Zatrzymano kobietę, która kradła w drogerii
Pomysłowość złodziei nie zna granic. Doskonałym tego przykładem jest ostatnia sytuacja, która miała miejsce w jednej z drogerii na terenie Przemyśla.
39-letnia kobieta, wchodząc do drogerii, dokonała zakupu kremu. Jak się później okazało w rzeczywistości w opakowaniu, w którym krem miał się znajdować, były znacznie droższe perfumy. Kobieta podczas zakupów wyciągnęła krem z pudełka, następnie w jego miejsce włożyła drogie perfumy. Aby uniknąć jakichkolwiek podejrzeń, zdecydowała się ona skorzystać z kasy samoobsługowej.

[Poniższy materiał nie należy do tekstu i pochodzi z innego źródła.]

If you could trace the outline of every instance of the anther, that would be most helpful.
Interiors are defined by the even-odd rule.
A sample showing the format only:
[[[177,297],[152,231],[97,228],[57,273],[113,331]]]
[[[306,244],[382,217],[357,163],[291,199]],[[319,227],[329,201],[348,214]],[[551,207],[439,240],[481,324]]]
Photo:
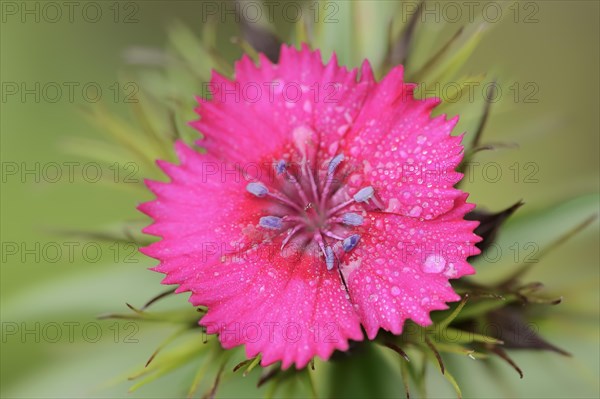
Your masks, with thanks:
[[[277,216],[263,216],[260,218],[258,225],[265,229],[280,230],[283,226],[283,221]]]
[[[269,190],[262,184],[251,182],[246,186],[246,190],[257,197],[264,197],[269,193]]]
[[[339,154],[336,155],[330,162],[329,162],[329,168],[327,168],[327,174],[328,175],[333,175],[333,173],[335,172],[335,170],[337,169],[337,167],[340,165],[340,163],[344,160],[344,154]]]
[[[331,161],[329,161],[329,167],[327,168],[327,180],[325,180],[325,186],[323,187],[323,193],[321,194],[321,206],[325,205],[325,202],[329,197],[329,189],[331,188],[331,183],[333,183],[335,170],[343,160],[344,154],[338,154],[333,157]]]
[[[342,242],[342,248],[344,248],[344,251],[350,252],[356,247],[359,240],[360,236],[358,234],[352,234]]]
[[[333,269],[334,263],[335,256],[333,255],[333,249],[331,249],[331,247],[325,248],[325,264],[327,265],[327,270]]]
[[[275,164],[275,172],[277,172],[278,175],[285,172],[286,168],[287,168],[287,163],[283,159]]]
[[[364,218],[357,213],[345,213],[342,216],[342,223],[348,226],[361,226],[364,222]]]
[[[356,194],[354,194],[354,201],[356,202],[365,202],[371,199],[375,194],[375,190],[373,190],[372,186],[364,187],[359,190]]]

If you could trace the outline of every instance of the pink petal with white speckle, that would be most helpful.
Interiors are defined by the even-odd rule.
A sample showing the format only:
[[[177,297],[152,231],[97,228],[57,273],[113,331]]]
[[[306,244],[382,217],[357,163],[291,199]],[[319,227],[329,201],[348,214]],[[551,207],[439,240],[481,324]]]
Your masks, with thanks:
[[[456,208],[432,221],[370,213],[361,229],[361,243],[344,260],[348,287],[367,335],[379,328],[402,332],[406,319],[426,326],[432,310],[460,297],[448,279],[475,271],[467,257],[479,250],[473,234],[477,222],[462,217],[473,208],[457,200]]]
[[[235,64],[235,81],[213,74],[213,98],[200,99],[200,120],[192,126],[206,135],[199,145],[231,162],[256,162],[282,151],[295,129],[309,129],[314,145],[335,155],[373,85],[372,77],[337,65],[323,65],[319,51],[281,48],[279,64],[248,56]]]
[[[185,283],[190,301],[208,306],[201,324],[225,348],[246,345],[261,364],[302,368],[317,355],[328,359],[348,340],[361,340],[359,319],[336,273],[321,259],[272,247],[236,254]],[[277,248],[277,249],[276,249]]]
[[[369,93],[346,149],[359,184],[376,187],[387,211],[433,219],[461,194],[453,186],[462,177],[462,137],[450,136],[458,118],[431,119],[439,100],[416,100],[402,76],[393,69]]]

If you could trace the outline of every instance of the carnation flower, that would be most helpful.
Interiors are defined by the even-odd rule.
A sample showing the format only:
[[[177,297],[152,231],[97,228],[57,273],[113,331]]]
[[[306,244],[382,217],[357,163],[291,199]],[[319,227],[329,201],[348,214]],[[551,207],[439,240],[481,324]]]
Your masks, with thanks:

Na szczęście dzięki czujności jednego z pracowników drogerii nie udało się jej dokonać przestępczego procederu. Zgubił ją tatuaż. Pracownik rozpoznał go, dzięki czemu być może uda się kobiecie udowodnić także wcześniejsze kradzieże, których dokonała na terenie drogerii. Całe zdarzenie miało miejsce wczoraj tuż po godzinie 15.
Kobiecie zostanie postawiony zarzut oszustwa, następne 8 lat może spędzić w zakładzie karnym. Wiadomo, że kobieta przyznała się do zarzucanego jej czynu. Dodatkowo są prowadzone czynności mające na celu ustalenie, czy kobieta wcześniej dokonywała tego typu kradzieży na terenie zarówno tej, jak i innych drogerii na terenie Przemyśla.
Ten przypadek udowadnia, że oszuści cały czas próbują nowych sposobów, aby przechytrzyć zarówno ochronę, jak i funkcjonariuszy. Dobrze jednak wiedzieć, że są i tacy, którzy nie są obojętni na takie przewinienia i w odpowiednim momencie są w stanie odpowiednio zareagować.